Do the Kansas City Chiefs Still Need to Add a Veteran Left Tackle?
The craziest days of NFL free agency have come and gone, and the Kansas City Chiefs have made one splash at wide receiver and bolstered their defense with familiar faces, but they haven't yet added to their offensive line. Specifically at left tackle, the Chiefs have thinned out, but they do have options before the NFL Draft arrives in late April.
Donovan Smith is still on the market after being KC's starting left tackle last season and 2023 third-round draft pick Wanya Morris is set to enter his second year after starting four games in Smith's absence last season. Could another available veteran be next up? Jordan Foote of Arrowhead Report and I take a closer look at the Chiefs' options to protect Patrick Mahomes's blindside.
Joshua Brisco: The best-case scenario for the Chiefs is that Wanya Morris is a long-term, above-average answer to their left tackle question. Entering his age-24 season, Morris won't have a salary cap hit higher than $2 million at any point in his four-year rookie contract. Even with center Creed Humphrey and right guard Trey Smith in the last year of their rookie deals, the Chiefs are currently spending the sixth-most salary cap space on the offensive line for 2024, according to Spotrac, due to the nearly $27 million allocated for left guard Joe Thuney and $24.725 million for right tackle Jawaan Taylor. Behind only Patrick Mahomes, Thuney and Taylor have the second- and third-highest cap hits of anyone on the team in 2024.
All that to reemphasize: the best thing for KC short-term and long-term is for Morris to be the guy. Does that mean they should enter training camp with Morris running unopposed? I'm not quite ready to say that either.
Jordan Foote: Morris deserves a chance to win the starting left tackle job, absolutely, but he can't win it by default. The Chiefs need to bring in some sort of competition for him, whether it be someone selected in the first three rounds of the NFL Draft or a free agent with question marks such as Mekhi Becton. Morris's performance was up-and-down in the four starts he made while relieving Donovan Smith, so I'm also not ready to say he's the clear-cut guy. Speaking of which... could reuniting with Smith simply be the answer? Running things back there for one more year wouldn't be the worst option. Is a veteran add more likely than another rookie?

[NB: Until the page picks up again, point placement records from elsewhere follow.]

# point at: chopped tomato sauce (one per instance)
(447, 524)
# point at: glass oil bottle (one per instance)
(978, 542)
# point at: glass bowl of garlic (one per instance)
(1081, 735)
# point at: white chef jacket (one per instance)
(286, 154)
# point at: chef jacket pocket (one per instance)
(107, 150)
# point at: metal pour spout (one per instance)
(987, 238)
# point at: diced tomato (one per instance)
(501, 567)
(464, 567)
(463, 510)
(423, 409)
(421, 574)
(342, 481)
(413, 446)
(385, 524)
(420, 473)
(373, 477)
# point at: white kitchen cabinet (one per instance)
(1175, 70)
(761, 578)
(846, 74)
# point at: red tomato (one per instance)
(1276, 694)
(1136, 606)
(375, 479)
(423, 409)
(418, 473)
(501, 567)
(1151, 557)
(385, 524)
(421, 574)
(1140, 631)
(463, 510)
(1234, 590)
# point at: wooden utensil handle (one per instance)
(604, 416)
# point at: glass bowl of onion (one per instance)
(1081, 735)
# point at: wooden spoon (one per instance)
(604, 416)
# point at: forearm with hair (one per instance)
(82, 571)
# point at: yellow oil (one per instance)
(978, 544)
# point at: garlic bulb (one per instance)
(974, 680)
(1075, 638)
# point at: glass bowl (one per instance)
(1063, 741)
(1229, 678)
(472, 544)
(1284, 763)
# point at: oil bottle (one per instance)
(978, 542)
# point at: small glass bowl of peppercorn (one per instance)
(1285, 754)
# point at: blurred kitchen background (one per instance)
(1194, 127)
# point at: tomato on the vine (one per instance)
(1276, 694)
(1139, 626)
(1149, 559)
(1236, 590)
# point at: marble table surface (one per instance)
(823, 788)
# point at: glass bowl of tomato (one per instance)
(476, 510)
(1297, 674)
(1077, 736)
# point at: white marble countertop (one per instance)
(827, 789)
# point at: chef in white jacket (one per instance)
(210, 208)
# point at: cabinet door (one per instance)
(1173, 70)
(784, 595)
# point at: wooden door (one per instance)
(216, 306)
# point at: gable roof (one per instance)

Brisco: You've taken my least-exciting, most-reasonable option! Let's go back a few years, since we're here: I think many Chiefs fans largely over-criticized Orlando Brown Jr. and under-appreciated Smith, and I think both guys were always viewed through the lens of their cost and expectation. The Chiefs gave up a lot for Brown and he didn't deliver elite left tackle production. He did, however, start 39 games for the Chiefs in two years with one Super Bowl win. Again, not elite production, but he was largely pretty good. Smith, on a one-year, $3 million deal coming off an injured down-year, was also pretty good when he was healthy and available.
Elite left tackle play to protect the blindside of Patrick Mahomes would obviously be the best thing for the Chiefs, but elite left tackle play is expensive, either by free agent dollars or draft picks. I'd be comfortable with Morris, Smith, and perhaps another rookie tackle in the Round 3-5 range in the draft to refresh the developmental pipeline. They can't put a revolving door to the left of Mahomes, but bringing in a maximum number of feasible, sustainable options feels like the right path forward.
Foote: The salary cap situation also makes things a bit tricky. With Marquise "Hollywood" Brown factored in, as well as an eventual 2024 NFL Draft class and a bit of space for the rest of the offseason, Kansas City simply doesn't have a ton to offer a free agent financially. The catch-22 is that unless a rookie is selected in the first two rounds, adding a veteran almost has to be the plan. Blindly trusting Morris is too risky. The Chiefs weren't going to compete in the Tyron Smith sweepstakes at the price point he got, so all signs point to a contract similar to Smith's last year. Who are your picks there: Smith himself, or someone else?
Brisco: Smith still feels most likely and most low-risk, but of the veteran names other than Smith, Becton is my favorite fit for the Chiefs for totally different reasons. He only played one game in 2021 and missed all of 2022, but those injury red flags are easier to gamble on with a former No. 11 overall draft pick who will be entering his age-25 season after playing 16 games in 2023. I'm not predicting that he'd rise back to the levels of his original pre-draft hype, but general manager Brett Veach loves a highly-drafted reclamation project, and if Becton could take steps under often-praised offensive line coach Andy Heck, he has the highest ceiling you could ask for at what should be a reasonable cost. On the other hand, 32-year-old former Green Bay Packers left tackle David Bakhtiari has played in just 13 games in the last three seasons combined. Unless the Chiefs get massively optimistic reports about his medicals, I can't see them swinging for Bakhtiari.